Skyscraper construction has increased at a remarkably steady rate. The number of skyscrapers exceeding 150 meters and 40 floors has risen eight percent each year since 1950. If this trend continues, 41,000 skyscrapers will surpass 150 meters and 40 floors, an increase of 8% a year, far outpacing the expected urban population growth of 2% a year.
The tallest skyscraper has doubled in height since 1950, yet the height increase of the typical tall skyscraper is not statistically significant. In fact, the same statistical distribution describes the heights of skyscrapers exceeding 225 meters since 1950. Tallest skyscrapers are increasing not because skyscrapers are getting taller but because more buildings are being constructed and thus more buildings are eligible to be the tallest. Assuming the same distribution of skyscraper heights continues to hold:
- The probability a new building will exceed the current tallest building, the Burj Khalifa (828 meters), is estimated to be nearly 100 percent.
- The probability that a new building will exceed the Jeddah Tower (1,000 meters), scheduled to open in 2020, is 77 percent.

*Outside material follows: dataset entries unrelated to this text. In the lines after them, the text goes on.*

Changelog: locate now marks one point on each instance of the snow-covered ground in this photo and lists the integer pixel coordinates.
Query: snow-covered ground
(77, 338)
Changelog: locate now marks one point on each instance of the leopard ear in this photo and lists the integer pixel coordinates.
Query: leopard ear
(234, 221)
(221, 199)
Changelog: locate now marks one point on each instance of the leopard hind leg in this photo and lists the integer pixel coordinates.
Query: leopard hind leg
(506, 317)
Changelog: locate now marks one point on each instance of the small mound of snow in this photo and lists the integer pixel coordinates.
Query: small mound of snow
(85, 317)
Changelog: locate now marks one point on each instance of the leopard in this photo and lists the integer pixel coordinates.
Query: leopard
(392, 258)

- The probability that a new building will exceed one mile is 9 percent.
If a mile-high skyscraper is constructed, we predict it will hold fewer occupants than many mile-highs currently designed. We predict roughly three-quarters the number of floors of the Mile-High Tower, two-thirds of Next Tokyo’s Sky Mile Tower, and half the floors of Frank Lloyd Wright’s The Illinois—three prominent plans of the mile-high skyscraper vision. However, we anticipate the relationship between floor and height will vary considerably across cities.